Another example: A fake message was posted on Twitter: Two explosions in the White House, President Barack Obama injured in the incident, led to the stock market, the euro and other related lines fell in the first time, the Dow 2 minutes down 100多 points, the euro is also a strong downward, U.S. stock market market value briefly evaporated about 140 billion U.S. dollars. An accidental hacking prank has led to the exposure of many hedge funds using Twitter data.

To give an example of what happened around us, we know why you should fill out a detailed form for a brokerage account. It will require you to fill in your income, investment experience, etc., because on Wall Street, there are very mature models that can predict your future earnings through the form you fill out, while analyzing a large number of transactions for different kinds of users of the corresponding marketing and service, the goal is also to improve profits.

Another big area of finance is the credit market, which has been unusually hot in the country, including Alibaba and other companies.
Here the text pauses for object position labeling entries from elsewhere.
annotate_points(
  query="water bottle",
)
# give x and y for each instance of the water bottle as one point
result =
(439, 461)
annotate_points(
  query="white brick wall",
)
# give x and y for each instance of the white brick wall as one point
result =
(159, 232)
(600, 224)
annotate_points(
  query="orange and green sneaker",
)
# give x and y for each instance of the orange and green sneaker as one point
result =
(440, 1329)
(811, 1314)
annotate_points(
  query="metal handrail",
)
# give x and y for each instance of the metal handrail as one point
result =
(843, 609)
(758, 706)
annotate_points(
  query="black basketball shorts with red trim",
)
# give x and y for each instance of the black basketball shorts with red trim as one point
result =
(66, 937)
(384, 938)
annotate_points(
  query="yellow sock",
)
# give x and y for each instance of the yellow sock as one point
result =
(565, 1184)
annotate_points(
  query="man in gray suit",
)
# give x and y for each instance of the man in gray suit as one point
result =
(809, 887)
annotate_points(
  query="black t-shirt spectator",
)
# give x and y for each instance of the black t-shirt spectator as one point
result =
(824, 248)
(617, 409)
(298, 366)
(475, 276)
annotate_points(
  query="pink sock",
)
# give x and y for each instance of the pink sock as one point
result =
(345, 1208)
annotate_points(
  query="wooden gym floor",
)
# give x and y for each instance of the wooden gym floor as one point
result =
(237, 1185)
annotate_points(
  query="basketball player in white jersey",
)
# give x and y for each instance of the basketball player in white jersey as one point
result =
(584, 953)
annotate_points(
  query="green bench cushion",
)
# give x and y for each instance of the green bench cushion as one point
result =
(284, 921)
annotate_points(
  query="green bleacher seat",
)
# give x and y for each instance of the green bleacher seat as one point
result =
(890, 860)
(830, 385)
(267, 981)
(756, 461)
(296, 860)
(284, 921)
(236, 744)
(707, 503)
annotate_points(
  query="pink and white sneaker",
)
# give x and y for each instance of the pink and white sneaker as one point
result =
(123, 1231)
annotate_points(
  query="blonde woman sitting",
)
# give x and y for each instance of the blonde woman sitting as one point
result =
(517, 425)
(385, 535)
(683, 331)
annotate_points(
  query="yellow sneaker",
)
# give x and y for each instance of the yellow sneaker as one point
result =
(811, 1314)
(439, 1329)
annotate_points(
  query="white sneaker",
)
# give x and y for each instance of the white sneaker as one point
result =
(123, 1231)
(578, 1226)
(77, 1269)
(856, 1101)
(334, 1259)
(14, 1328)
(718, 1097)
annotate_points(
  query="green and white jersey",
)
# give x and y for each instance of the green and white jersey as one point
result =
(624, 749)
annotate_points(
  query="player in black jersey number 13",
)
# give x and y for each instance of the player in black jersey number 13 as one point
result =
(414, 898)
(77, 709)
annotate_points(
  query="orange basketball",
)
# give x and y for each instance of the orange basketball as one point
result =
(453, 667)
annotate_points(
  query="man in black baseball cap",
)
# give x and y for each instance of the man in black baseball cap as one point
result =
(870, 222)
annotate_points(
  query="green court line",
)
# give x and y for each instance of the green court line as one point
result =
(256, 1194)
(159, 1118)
The new peer-to-peer industry, in addition to the business model, efficiency, user sources and other traditional banks, one of the key factors is large data. Through large data can solve the credit industry's core bad debt rate problem. Alibaba through its platform users of the transaction data, ratings and other complete structured data can be very easy for users to credit evaluation, but other platforms do not have the data advantage of Alibaba, it needs more data mining to reduce the bad debt rate and profit, foreign largest peer-to-peer companies such as lending Club is after 6 years of continuous improvement to achieve the first profit, visible in this huge market, we face the challenges of the big.

(editor: Heritage)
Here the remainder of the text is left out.